Facts don’t serve his agenda, so they’re instantly not facts. But he was far more concerned about refugees or getting a Muslim refugee into the country who later was accused of assaulting a child, than about New Yorkers.
Via Daily Caller:
Senate Minority Leader Chuck Schumer made light of recent concerns about spikes in New York subway violence by taking a jab at Attorney General Jeff Sessions for his criticism of the city for being “soft on crime.”
“My daughters, you know, they’re young adults, but they ride the subway at 4 a.m., and I’m perfectly happy about it,” Schumer said on MSNBC’s “Morning Joe” Monday. “We are a safe city.”
Schumer went on to say, “And by the way, New York has grown from 7 million people in 1990 to 8.5 million today, the largest of any city, because crime went down,” he continued. “Mothers from Denver and Dallas were not sending their daughters and sons to New York in 1990. Now they’re happy to do it.”
“Here’s the greatest thing I worry about in this country,” Schumer said. “We’re no longer fact-based.
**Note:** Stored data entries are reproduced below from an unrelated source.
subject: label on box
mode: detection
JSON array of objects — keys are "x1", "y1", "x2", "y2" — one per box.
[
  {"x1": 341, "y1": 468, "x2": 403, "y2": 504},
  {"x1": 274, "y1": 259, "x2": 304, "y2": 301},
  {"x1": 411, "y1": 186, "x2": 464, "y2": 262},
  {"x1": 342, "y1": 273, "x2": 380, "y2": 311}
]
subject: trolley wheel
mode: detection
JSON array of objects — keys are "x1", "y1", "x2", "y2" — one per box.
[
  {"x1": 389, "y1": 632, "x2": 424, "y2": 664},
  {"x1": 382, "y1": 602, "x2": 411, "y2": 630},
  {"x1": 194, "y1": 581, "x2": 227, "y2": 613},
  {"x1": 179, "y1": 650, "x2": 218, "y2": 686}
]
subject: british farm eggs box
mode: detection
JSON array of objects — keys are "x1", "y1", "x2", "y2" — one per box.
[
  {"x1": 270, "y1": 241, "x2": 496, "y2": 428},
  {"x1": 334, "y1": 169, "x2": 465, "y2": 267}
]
The founding fathers created a country based on fact, and we debated the facts. We debated them at the constitutional convention. We debated them in town halls throughout America, and we were supposed to debate them in the legislature. We don’t have a fact base. If, say, Breitbart News and The New York Times are regarded with equal credibility, you worry about democracy.”
“But I’ll be happy to ride the subway at 4 a.m. with Jeff Sessions,” he added.
However, subway violence in New York City has gone up, according to data from the New York Police Department.